06. Reward Model Training
Reward models learn to predict human preferences. The architecture is typically a language model with a scalar head that outputs a single value per input. This value represents the "quality" of the response as judged by humans.
from transformers import AutoModelForCausalLM, AutoTokenizer
import torch
import torch.nn as nn
class RewardModel(nn.Module):
def __init__(self, base_model_name):
super().__init__()
self.base_model = AutoModelForCausalLM.from_pretrained(base_model_name)
# Remove the language modeling head
self.base_model.lm_head = nn.Identity()
# Add reward head
hidden_size = self.base_model.config.hidden_size
self.reward_head = nn.Linear(hidden_size, 1)
def forward(self, input_ids, attention_mask):
outputs = self.base_model(
input_ids=input_ids,
attention_mask=attention_mask
)
# Use the last token's hidden state for the reward
last_hidden = outputs.last_hidden_state[:, -1, :]
reward = self.reward_head(last_hidden).squeeze(-1)
return reward
# Training loop
def reward_model_loss(chosen_ids, rejected_ids, attention_mask_c, attention_mask_r, reward_model):
chosen_reward = reward_model(chosen_ids, attention_mask_c)

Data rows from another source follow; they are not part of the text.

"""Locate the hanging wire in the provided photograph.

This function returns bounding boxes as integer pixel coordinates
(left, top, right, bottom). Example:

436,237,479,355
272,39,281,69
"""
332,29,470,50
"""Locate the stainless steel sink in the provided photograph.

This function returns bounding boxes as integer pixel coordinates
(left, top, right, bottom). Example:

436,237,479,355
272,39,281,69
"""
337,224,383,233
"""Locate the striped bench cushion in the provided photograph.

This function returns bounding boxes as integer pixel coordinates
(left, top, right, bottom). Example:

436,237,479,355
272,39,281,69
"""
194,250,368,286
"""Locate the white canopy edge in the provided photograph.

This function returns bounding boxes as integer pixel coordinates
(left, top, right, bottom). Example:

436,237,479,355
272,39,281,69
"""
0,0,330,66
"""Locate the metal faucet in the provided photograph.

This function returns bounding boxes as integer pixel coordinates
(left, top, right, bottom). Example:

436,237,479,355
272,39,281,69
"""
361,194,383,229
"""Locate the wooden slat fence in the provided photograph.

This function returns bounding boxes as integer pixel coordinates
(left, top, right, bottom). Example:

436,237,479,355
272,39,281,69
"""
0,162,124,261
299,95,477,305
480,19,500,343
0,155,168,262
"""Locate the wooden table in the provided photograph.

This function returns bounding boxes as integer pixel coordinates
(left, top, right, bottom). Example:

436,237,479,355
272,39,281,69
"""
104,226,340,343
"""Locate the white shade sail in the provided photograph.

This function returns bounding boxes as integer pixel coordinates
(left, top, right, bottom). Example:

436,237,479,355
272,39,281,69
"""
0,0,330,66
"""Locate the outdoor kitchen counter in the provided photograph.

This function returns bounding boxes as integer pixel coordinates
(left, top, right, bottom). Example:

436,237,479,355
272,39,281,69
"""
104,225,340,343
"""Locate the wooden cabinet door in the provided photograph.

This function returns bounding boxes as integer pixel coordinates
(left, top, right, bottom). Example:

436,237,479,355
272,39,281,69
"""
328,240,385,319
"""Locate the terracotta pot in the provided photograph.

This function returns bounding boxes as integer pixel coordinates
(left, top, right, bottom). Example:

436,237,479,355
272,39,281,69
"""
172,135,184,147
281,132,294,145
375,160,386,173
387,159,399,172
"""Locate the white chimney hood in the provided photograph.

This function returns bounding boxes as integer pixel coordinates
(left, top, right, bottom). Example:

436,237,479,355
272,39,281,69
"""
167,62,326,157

rejected_reward = reward_model(rejected_ids, attention_mask_r)
# Bradley-Terry model: prefer chosen over rejected
# Loss = -log(sigmoid(chosen - rejected))

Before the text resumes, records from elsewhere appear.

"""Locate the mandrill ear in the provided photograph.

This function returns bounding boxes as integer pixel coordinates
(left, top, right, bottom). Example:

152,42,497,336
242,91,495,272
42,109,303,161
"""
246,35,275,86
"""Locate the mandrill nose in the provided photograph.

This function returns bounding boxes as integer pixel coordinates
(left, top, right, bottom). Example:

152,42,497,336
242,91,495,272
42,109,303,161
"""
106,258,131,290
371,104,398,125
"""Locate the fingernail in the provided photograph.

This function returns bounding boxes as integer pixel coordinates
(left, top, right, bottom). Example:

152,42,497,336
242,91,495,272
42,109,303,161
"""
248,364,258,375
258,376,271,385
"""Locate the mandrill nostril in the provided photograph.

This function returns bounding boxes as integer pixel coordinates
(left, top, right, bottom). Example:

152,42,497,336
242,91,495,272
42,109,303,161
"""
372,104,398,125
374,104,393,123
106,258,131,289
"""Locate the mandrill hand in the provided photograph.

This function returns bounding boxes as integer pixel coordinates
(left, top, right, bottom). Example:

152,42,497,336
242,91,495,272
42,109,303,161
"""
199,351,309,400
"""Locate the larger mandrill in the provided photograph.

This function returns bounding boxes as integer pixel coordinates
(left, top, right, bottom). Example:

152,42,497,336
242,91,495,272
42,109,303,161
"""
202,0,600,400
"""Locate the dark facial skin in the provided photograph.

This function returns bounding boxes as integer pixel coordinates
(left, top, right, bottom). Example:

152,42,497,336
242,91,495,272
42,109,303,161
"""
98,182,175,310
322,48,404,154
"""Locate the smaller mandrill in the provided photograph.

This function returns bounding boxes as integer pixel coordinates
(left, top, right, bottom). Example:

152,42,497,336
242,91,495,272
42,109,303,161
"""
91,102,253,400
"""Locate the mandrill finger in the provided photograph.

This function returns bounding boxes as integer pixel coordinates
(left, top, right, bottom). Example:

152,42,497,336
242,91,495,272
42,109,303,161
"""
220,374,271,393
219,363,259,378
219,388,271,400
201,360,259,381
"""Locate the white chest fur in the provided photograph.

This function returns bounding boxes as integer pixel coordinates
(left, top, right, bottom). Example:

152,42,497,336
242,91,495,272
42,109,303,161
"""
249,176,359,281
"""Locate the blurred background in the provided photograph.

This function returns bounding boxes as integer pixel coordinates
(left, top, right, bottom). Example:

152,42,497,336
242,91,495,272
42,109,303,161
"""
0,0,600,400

loss = -torch.log(torch.sigmoid(chosen_reward - rejected_reward) + 1e-8)
return loss.mean()
Critical design choice: which token to use for the reward signal. The standard approach uses the last token's hidden state. This assumes the model's representation at the end of the sequence captures overall quality. Alternatives include mean pooling over all tokens (better for shorter sequences) or using a specific token like [CLS] (if your tokenizer has one).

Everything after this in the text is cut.